Yahoo!, SearchMonkey and Microformats

Both Rasmus and Sara has posts up about a new feature of Yahoo! Search which actually seems to be a step forward in terms of search engine functionality. This will make it possible for 3rd party developers to actually run code on Yahoo!’s servers to enhance their search result for your own page.

The first examples shows how they’ve used Microformats to give a better presentation of businesses available. I’ve previously implemented the hCard microformat at Derdubor, where we have a local directory search for businesses in Norway. All our search hits and profile pages are tagged up in microformats, so that a compliant parser are able to fetch business information and provide it to our users in a proper way. It’s simply great to see Yahoo! add this kind of support for new formats, and I’m already looking forward to playing with it to give better results for pwned.no and a few other projects I’m playing around with.

Christer Goes Bug Hunting

Christer had the pleasure of hunting down a bug in Zend Framework a couple of days ago, and he has just posted a nice article about the bug in Zend MVC Components and how he debugged it. If you’ve never used a debugger before, this article is probably also going to be a bit helpful, and it gives a little insight into how the Zend Framework MVC-components work.

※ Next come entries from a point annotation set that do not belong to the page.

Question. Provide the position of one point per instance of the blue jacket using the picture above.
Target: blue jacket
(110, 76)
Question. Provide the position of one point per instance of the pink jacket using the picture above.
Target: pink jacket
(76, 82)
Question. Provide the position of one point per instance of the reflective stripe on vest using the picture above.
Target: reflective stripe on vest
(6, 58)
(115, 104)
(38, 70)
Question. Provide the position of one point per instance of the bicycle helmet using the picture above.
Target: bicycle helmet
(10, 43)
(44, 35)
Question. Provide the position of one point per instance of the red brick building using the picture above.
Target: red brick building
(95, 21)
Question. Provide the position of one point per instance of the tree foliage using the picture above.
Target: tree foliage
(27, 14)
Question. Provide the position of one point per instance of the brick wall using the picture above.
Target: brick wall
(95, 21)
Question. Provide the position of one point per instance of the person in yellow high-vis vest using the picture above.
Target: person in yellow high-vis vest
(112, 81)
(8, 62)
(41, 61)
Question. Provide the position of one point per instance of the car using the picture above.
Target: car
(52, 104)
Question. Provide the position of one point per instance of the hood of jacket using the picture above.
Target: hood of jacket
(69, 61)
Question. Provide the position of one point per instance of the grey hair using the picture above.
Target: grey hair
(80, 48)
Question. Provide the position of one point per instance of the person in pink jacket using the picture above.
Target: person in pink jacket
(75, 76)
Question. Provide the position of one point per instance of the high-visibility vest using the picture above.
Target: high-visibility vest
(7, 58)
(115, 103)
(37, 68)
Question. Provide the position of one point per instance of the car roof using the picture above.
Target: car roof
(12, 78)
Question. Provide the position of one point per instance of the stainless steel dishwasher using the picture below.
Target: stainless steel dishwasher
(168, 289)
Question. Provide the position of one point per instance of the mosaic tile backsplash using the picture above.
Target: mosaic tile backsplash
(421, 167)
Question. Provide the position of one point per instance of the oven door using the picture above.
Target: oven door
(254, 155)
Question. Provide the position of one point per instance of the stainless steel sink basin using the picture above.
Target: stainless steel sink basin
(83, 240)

The Power of Micro Languages

A “micro language” is a small, domain specific language. These small languages are often invented on a project basis or carried over from previous projects (or in some cases, a standardized language is used). The power of this comes as we’re able to move the rules of the application from the application logic, and instead can maintain a seperate set of rules independent of the application. This way you can add and remove business rules without having to re-test or rewrite your application. The concept has been around for years, and it’s in use more places than you could imagine, but I see people over and over again which does not see the benefits of separating the rules from the application itself.

These micro languages can be described in a markup language (such as XML), as a subset of other existing languages, or as your own simple-to-parse language. In this small introduction I’ll use an example from the current codebase of pwned.no, a site for arranging tournaments in several different online games.

When writing the engine that powers pwned.no I wanted to give the users several different options of tournaments to create. You have the regular single elimination tournaments, where winning a match moves you on to the next level, you have the double elimination events, where your team is not out before they’ve lost two matches, and you have the possibility of a group stage where the best teams (and possibly the worst) move on to the finals. Even after this, you realize that you might have situations where you want to combine these different sets of tournaments into a large one (example: elimination -> group stage -> double elimination). Embedding this logic into the application would create an unmaintainable mess of special cases and special handling, and each time I wanted to add a tournament, the possibility of breaking some other tournament were a possibility.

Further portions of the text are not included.